И видит Прокопий: со дна Мактата поднялась Меланья в белой как снег рубахе, простоволосая. Вода вокруг нее пенится, кипит. И матушка рядом. «Иди, иди, Проня! Возьми ее и сверши тайность!» Прокопий ступил в воду и пошел к Меланье. Гнется текучая зыбь, а ноги сухие.
«Возьми Меланью за руку, она – твоя», – говорит матушка и подает сыну руку невестки, белую, мяконькую, как подушечка. И лицо Меланьи просветлело, как на солнцевсходье. А мать наказывает: «От тайного радения счастье будет. Аминь. Иди и не оглядывайся. Сие – божье, твоя тропа мирская, праведная».
И вдруг Меланья потянулась к Прокопию Веденеевичу, как стебель травы к солнцу. И не стало на ней рубашки – голышком явилась. И вся трепещет, жжет тело и душу. «Господи помилуй», – крестился будто Прокопий Веденеевич, а Меланья в ответ ему: «Аль не исполнишь слово родительницы? Тогда помирать мне, аль как?» На голову ей сыплются тополевые листья, и сам Прокопий стал молодым и почувствовал в себе мущинскую силу.
Тут и прокинулся ото сна…
В стане черно, как в преисподней. Рядом теплая спина Меланьи. Близкая и совершенно непонятная. Меланья спит в холщовой кофте и юбке. «А мне-то экое привиделось!» И еще теснее прижался к спине невестки, обнял ее и погладил ладонью по груди. Сонное тело Меланьи стало особенным и таинственным. И как бы в ответ на ласку Меланья потянулась и повернулась на спину. Прокопия Веденеевича в жар бросило. Сам расстегнул кофтенку Меланьи и посунул от нее ребенка.
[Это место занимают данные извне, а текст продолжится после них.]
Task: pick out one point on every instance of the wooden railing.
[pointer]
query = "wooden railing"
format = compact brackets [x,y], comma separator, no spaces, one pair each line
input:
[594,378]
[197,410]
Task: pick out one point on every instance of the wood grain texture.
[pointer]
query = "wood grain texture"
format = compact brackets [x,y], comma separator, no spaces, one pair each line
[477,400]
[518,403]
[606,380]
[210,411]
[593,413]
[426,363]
«Экое, экое! Благослови господи и богородица пречистая, – читал про себя молитву Прокопий Веденеевич, не в силах сдержаться. – Хоть бы во сне не свершилось, господи!»
Наработалась невестушка за день с серпом – не проснуться. Прокопий Веденеевич ласкает, нежит ее. И снится Меланье: рядом с нею Филя, но не тот увалень, которого знает, а другой – нежный, сердечный, душевный. И она отвечает ему теплом: «Осподи помилуй!..»
Меланья проснулась от тяжести и не сразу разобралась, что с ней и кто с ней?
– Филя?!
В ответ что-то невнятное и будто чужое.
– Ай, господи! Ты, Филя?! – испугалась Меланья и руками дотронулась до бороды. Нет, борода не Фили. Кто ж? Уж не свекор ли?! Крепкие руки вцепились ей в плечи, как лапы зверя. – Боже, боже мой! Хтой-то? – Назвать свекра язык не поворачивался. Попыталась вывернуться и не смогла. Тихо, сдавленно всхлипнула…
Вылез Прокопий Веденеевич из стана облегченный и довольный: он исполнил волю родительницы. Хоть с опозданием, но исполнил. Поглядел на рясные звезды – за полночь перевалило. Помочился возле березы и вернулся к стану, присел на корточки возле пепелища. Раздул тлеющие угли, сунул бересты – и огонь занялся. Помолился, глядя на Малую Медведицу. Где-то там, среди звездочек, витает нетленный дух матушки.
II
На зорьке поднялась Меланья и вылезла из стана – глаза уронила в землю. На щеках разлился стыд. Прокопий Веденеевич с небывалой для него обходительностью усадил невестушку возле костра на лагун и укрыл спину Меланьи суконной Степанидиной шалью с кистями, чтоб не простыла. Сам присел на корточки и кряхтя подсунул березовые кругляши в огонь. Над костром на крючке свешивался прокоптелый чайник, а в чугуне, поставленном на камни, варилась картошка. И голос даже переменился у Прокопия Веденеевича, когда он заговорил, что поселенцы Сосновские одни управятся со пшеницей и заскирдуют ее в поморские клади. А там и молотьба подоспеет.
– Ноне хозяйство вести надо умеючи: война хлещет. Гляди, как бы не началась грабиловка. Выскребут хлебушко у мужиков. Ну да с умом жить – не выскребут.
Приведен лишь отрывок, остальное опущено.